Rasmus Berg Palm

Picture of me

Machine Learning Researcher and Engineer

About me

Blog

A meandering introduction to VAEs - part 4

We can find a consistent estimator by not using Jensens inequality,

\[\begin{align} \log p(x \vert \theta) &= \log \mathbb{E}_{z_i \sim p(z)} p(x \vert z, \theta) \\ &= \log \lim_{N \rightarrow \infty} \frac{1}{N} \sum_{i=1}^K p(x \vert z_i \sim p(z), \theta) \\ &= \lim_{N \rightarrow \infty} \log \frac{1}{N} \sum_{i=1}^K p(x \vert z_i \sim p(z), \theta) \,, \end{align}\]

where the last line is allowed since $\log$ is continous. This is kind of intuitive, as we take more and more samples, the term inside the log approaches $p(x \vert \theta)$, and in the limit it is $p(x \vert \theta)$, so taking the log gives us $\log p(x \vert \theta)$.

What happens when we don’t take an infinite number of samples though? We can show that it is a biased estimator by using Jensens again,

\[\begin{align} \log p(x \vert \theta) &= \log \mathbb{E}_{z_1, ..., z_N \sim p(z)} \frac{1}{N} \sum_{i=1}^N p(x \vert z_i, \theta) \\ \log p(x \vert \theta) &\geq \mathbb{E}_{z_1, ..., z_N \sim p(z)} \log \frac{1}{N} \sum_{i=1}^N p(x \vert z_i, \theta) = L_N \end{align}\]

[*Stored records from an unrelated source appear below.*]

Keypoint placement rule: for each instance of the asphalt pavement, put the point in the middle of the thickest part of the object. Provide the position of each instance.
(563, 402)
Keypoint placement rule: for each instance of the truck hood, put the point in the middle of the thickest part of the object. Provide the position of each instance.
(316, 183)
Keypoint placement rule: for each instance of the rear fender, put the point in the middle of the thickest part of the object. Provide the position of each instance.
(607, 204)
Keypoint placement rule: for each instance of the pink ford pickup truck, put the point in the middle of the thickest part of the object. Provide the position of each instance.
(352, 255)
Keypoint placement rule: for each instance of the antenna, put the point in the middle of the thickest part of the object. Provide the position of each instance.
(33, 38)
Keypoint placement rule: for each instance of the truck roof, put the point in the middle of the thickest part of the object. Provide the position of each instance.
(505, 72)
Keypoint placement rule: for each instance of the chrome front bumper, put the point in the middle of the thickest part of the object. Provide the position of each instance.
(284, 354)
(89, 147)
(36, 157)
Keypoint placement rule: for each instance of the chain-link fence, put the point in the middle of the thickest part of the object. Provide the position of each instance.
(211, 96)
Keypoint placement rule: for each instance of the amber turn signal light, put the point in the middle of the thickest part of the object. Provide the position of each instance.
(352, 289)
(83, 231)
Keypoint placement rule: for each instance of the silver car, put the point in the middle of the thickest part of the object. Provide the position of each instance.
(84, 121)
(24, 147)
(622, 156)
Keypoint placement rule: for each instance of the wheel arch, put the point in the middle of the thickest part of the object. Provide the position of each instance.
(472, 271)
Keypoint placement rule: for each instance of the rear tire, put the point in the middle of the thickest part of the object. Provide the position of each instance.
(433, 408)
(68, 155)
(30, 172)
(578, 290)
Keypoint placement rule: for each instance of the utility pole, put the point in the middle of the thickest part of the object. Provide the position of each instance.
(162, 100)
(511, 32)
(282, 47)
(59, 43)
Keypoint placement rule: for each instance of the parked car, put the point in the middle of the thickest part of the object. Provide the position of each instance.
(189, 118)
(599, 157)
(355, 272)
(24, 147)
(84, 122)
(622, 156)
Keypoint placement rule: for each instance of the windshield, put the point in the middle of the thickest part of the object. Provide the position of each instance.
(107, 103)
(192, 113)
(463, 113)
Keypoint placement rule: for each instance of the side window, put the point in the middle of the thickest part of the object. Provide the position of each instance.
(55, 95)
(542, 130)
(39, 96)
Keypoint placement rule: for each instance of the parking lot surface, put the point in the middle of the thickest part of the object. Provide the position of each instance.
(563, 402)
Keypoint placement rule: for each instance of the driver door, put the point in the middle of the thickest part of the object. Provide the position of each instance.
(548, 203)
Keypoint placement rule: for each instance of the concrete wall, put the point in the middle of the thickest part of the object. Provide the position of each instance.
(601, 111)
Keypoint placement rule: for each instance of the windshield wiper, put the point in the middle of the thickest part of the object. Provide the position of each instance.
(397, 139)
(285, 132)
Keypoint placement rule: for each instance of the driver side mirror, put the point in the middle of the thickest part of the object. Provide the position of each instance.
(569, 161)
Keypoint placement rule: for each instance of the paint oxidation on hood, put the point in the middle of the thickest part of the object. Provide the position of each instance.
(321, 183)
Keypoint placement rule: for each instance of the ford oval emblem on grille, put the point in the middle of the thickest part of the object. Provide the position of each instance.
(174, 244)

Admittedly, this expression can be hard to understand. In the first line we’re taking an expectation over $N$ sample averages. Think of it this way: we sample a $J \times N$ matrix of $z$’s from $p(z)$, and then the inner sum is over the second dimension ($N$), and the expectation is a sum over the first dimension, where we have an infinite amount of samples $J$. This means we’re effectively taking an average with an infinite amount of samples, so we get the expectation back. Another way to think about it is that we’re summing the same infinite amount of samples just in different order. We get the second line by applying Jensens inequality.

So now we can see that the full expression is a lower bound, and the term inside the expectation is a biased but consistent estimate. We already know what happens as $N \rightarrow \infty$, then the bound becomes an equality. We can also see what happens when $N=1$, which is that we recover our previous bound, $\log p(x \vert \theta) \geq \mathbb{E}_{z_1 \sim p(z)} \log p(x \vert z_1, \theta)$, which we know didn’t work very well. It can be proven that as $N$ increases the bound becomes tighter, such that $L_k \geq L_m$ for $k \geq m$.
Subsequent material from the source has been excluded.